On a coordinate plane, 5 squares are shown. Square L M N P has points (negative 3, 1), (negative 1, 1), (negative 1, negative 1), (negative 3, negative 1). Square 1 has points (negative 6, 4), (negative 6, 6), (negative 4, 6), (negative 4, 6). Square 2 has points (negative 6, negative 4), (negative 6, negative 6), (negative 4, negative 4), (negative 4, negative 6). Square 3 has points (2, 2), (2, 4), (4, 4), (4, 2). Square 4 has points (2, negative 2), (4, negative 2), (4, negative 4), (2, negative 4).

To find the image of square LMNP after the translation defined by the function \( (x, y) \to (x + 5, y - 3) \), we will apply this translation to each of the vertices of square LMNP.

The vertices of square LMNP are:

• \( L(-3, 1) \)
• \( M(-1, 1) \)
• \( N(-1, -1) \)
• \( P(-3, -1) \)

Now, applying the translation to each vertex:

1. For point \( L(-3, 1) \): \[ L' = (-3 + 5, 1 - 3) = (2, -2) \]

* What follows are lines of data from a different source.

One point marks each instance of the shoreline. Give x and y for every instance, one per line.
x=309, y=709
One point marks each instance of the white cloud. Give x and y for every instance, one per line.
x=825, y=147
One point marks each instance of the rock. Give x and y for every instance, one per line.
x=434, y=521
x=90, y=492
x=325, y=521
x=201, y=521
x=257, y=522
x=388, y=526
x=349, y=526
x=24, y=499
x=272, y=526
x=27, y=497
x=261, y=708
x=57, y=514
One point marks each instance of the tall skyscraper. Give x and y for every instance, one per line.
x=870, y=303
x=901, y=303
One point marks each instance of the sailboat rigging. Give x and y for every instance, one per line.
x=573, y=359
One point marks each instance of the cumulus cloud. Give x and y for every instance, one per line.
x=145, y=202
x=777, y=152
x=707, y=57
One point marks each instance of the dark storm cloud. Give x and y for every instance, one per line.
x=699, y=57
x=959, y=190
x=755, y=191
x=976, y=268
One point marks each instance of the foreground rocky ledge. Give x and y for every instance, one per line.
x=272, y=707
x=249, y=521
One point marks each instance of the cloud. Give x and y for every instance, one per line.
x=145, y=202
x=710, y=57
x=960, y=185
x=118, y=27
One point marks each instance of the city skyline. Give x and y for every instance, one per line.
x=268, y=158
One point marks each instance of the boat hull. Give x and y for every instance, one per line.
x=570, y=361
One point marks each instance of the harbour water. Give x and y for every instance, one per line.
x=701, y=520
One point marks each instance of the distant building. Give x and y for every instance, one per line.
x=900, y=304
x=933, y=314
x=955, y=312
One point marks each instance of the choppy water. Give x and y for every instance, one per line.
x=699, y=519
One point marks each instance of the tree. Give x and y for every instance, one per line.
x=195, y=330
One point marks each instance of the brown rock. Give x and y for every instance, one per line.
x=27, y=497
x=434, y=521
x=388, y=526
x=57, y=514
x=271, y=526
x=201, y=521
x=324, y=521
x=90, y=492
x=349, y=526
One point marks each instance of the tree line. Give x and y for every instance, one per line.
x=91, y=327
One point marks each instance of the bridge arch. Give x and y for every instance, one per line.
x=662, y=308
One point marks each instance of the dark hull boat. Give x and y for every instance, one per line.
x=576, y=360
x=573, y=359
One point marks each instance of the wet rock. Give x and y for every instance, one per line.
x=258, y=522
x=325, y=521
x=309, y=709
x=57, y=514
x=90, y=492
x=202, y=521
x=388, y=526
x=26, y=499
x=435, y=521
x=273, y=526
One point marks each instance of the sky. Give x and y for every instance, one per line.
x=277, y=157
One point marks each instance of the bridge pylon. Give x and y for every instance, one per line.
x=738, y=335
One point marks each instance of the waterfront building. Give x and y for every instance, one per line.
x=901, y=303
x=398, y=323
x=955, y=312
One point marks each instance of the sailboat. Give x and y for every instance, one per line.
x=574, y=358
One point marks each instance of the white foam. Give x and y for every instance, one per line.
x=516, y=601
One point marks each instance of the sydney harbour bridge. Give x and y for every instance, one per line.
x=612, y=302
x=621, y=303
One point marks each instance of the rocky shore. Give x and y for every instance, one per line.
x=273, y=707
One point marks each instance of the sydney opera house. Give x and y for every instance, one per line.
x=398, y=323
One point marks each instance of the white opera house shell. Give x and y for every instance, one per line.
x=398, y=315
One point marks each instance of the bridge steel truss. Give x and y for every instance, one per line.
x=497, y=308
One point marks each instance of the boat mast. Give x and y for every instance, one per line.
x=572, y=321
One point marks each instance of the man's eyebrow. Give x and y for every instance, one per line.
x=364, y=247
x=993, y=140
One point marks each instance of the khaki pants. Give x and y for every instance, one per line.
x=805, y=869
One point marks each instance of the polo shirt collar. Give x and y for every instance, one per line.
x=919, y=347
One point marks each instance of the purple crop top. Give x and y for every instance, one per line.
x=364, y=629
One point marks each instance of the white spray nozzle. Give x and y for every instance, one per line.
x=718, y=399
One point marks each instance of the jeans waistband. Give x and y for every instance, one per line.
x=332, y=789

2. For point \( M(-1, 1) \): \[ M' = (-1 + 5, 1 - 3) = (4, -2) \]

3. For point \( N(-1, -1) \): \[ N' = (-1 + 5, -1 - 3) = (4, -4) \]

4. For point \( P(-3, -1) \): \[ P' = (-3 + 5, -1 - 3) = (2, -4) \]

So, the vertices of the translated square LMNP are:

• \( L'(2, -2) \)
• \( M'(4, -2) \)
• \( N'(4, -4) \)
• \( P'(2, -4) \)

Now let's compare these points with the given squares:

1. Square 1: Points \( (-6, 4), (-6, 6), (-4, 6), (-4, 4) \) (Does not match)
2. Square 2: Points \( (-6, -4), (-6, -6), (-4, -4), (-4, -6) \) (Does not match)
3. Square 3: Points \( (2, 2), (2, 4), (4, 4), (4, 2) \) (Does not match)
4. Square 4: Points \( (2, -2), (4, -2), (4, -4), (2, -4) \) (Matches)

Thus, the image of square LMNP after the translation is Square 4.